SAfrica may have to drop Bafana Bafana nickname

SAfrica may have to drop Bafana Bafana nickname

Published Jul. 22, 2010 12:15 p.m. ET

South Africa may have to drop its Bafana Bafana nickname because of copyright issues, the country's football chief hinted on Thursday.

''I want to avoid saying we are very angry about it,'' South African Football Association president Kirsten Nematandani said after it was reported a local businessman acquired the rights to the moniker in 1994, with its current owners believed to have made a profit of $10 million from it during the World Cup.

''We are worried about it. We are concerned,'' he said, before admitting the future of the nickname was being discussed ''at a national level.''

Nematandani hinted the Bafana Bafana name, which SAFA uses on much of its official literature and is the popular term in South Africa for the national team, would have to be changed despite being ''a national asset.''


SAFA began an extended legal battle in 1997 to claim rights over Bafana Bafana, but South Africa's Supreme Court of Appeal dismissed in 2002 a SAFA motion that it had rights over Bafana Bafana.

There are no suggestions the current owners of the brand will sue SAFA for using the term, but the country's football association is unable to market it and make money from it.

The issue has also reached South Africa's parliament in Cape Town.
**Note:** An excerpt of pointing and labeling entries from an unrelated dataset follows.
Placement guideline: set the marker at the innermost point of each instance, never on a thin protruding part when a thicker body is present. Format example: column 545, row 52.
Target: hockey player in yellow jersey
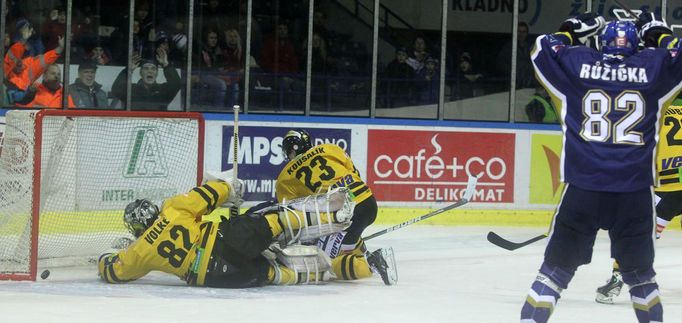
column 668, row 193
column 311, row 170
column 235, row 253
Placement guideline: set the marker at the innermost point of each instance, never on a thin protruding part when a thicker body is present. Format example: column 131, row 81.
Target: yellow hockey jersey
column 669, row 151
column 178, row 242
column 318, row 169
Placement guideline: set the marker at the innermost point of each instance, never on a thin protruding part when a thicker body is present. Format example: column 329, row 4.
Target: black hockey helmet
column 298, row 141
column 140, row 215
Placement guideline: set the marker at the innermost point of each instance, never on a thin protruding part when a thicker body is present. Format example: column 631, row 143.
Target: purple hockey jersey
column 609, row 110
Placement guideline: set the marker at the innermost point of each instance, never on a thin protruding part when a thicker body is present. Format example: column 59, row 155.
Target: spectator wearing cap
column 418, row 54
column 49, row 93
column 21, row 72
column 428, row 82
column 147, row 93
column 165, row 42
column 85, row 91
column 99, row 55
column 34, row 45
column 468, row 79
column 209, row 63
column 398, row 82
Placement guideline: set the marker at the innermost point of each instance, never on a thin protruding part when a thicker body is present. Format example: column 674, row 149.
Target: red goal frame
column 38, row 135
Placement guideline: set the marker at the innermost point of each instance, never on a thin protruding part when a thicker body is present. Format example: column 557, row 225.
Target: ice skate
column 611, row 290
column 382, row 262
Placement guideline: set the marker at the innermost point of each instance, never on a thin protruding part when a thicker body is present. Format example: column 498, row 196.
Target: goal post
column 67, row 175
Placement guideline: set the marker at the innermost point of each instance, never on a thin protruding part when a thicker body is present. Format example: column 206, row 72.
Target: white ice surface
column 446, row 274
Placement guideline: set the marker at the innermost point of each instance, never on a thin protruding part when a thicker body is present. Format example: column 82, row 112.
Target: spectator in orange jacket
column 49, row 93
column 22, row 72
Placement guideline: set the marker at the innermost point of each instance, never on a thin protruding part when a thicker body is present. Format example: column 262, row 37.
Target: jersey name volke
column 621, row 74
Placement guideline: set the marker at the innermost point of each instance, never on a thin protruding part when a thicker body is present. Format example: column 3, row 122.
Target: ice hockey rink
column 446, row 274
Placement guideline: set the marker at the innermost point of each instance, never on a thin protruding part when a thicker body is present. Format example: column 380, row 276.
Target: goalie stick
column 234, row 210
column 495, row 239
column 471, row 188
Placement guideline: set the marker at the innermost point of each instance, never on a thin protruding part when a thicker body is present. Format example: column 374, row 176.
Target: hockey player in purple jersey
column 610, row 102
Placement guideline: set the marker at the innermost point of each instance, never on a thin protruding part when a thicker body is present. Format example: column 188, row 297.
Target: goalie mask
column 297, row 142
column 619, row 38
column 140, row 215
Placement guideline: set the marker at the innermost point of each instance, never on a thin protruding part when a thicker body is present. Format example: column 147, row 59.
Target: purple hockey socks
column 544, row 293
column 645, row 296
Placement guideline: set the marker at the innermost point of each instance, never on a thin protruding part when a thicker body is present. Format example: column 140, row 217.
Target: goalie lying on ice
column 241, row 252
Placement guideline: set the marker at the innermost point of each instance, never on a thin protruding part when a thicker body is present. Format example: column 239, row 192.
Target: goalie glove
column 651, row 27
column 583, row 26
column 236, row 186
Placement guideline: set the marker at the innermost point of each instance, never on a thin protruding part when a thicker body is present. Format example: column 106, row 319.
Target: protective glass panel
column 409, row 59
column 341, row 57
column 478, row 65
column 278, row 75
column 219, row 55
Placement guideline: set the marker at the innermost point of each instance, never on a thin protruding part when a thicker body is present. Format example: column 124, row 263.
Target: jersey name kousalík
column 318, row 169
column 609, row 110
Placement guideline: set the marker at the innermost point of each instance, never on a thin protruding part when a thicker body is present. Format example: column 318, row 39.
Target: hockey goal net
column 66, row 176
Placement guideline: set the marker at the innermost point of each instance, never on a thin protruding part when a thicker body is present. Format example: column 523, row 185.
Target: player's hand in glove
column 236, row 185
column 651, row 26
column 583, row 26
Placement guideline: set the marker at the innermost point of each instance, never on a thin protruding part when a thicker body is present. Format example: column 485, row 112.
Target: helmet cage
column 139, row 216
column 619, row 38
column 297, row 141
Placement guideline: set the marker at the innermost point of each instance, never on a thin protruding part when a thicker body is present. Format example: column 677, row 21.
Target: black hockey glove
column 651, row 26
column 583, row 26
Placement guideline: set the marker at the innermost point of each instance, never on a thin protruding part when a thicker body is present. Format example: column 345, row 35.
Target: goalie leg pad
column 300, row 265
column 337, row 199
column 351, row 267
column 309, row 226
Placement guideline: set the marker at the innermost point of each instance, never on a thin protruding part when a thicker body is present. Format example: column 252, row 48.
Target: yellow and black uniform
column 669, row 167
column 178, row 242
column 203, row 253
column 323, row 167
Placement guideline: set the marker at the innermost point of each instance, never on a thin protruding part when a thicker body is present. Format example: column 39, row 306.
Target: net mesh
column 91, row 168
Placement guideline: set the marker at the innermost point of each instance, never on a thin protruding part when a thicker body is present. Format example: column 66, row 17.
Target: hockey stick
column 626, row 8
column 495, row 239
column 234, row 210
column 471, row 188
On Tuesday, the chairman of the influential parliamentary committee on sport said Bafana should be changed if the copyright issue wasn't resolved, forcing SAFA to address the problem.

''We brought it up because we felt that it was not doing us any good as an association,'' Nematandani said on Thursday at SAFA's headquarters next door to the Soccer City stadium - the venue for the World Cup final.

Speaking at a media briefing called to outline new South Africa coach Pitso Mosimane's vision for the future of the national team, Nematandani said the public could be asked to choose a new nickname.

''It clearly has to be done the right way, but we cannot go on in this way. It is not proper, it is not correct,'' the SAFA president said.

''The name of Bafana Bafana came from the public and we are throwing the ball back to the public,'' he said.

Bafana Bafana means ''the boys, the boys'' in Zulu.

It is thought to have been used in the early 1990s by journalists in Soweto - the famous township near Johannesburg - to refer to the national team after it was readmitted into international football after apartheid.

It was quickly picked up and is now the affectionate name by which South Africa football fans refer to their team.

In an internet poll, it was voted one of the words of the recent World Cup - along with vuvuzela.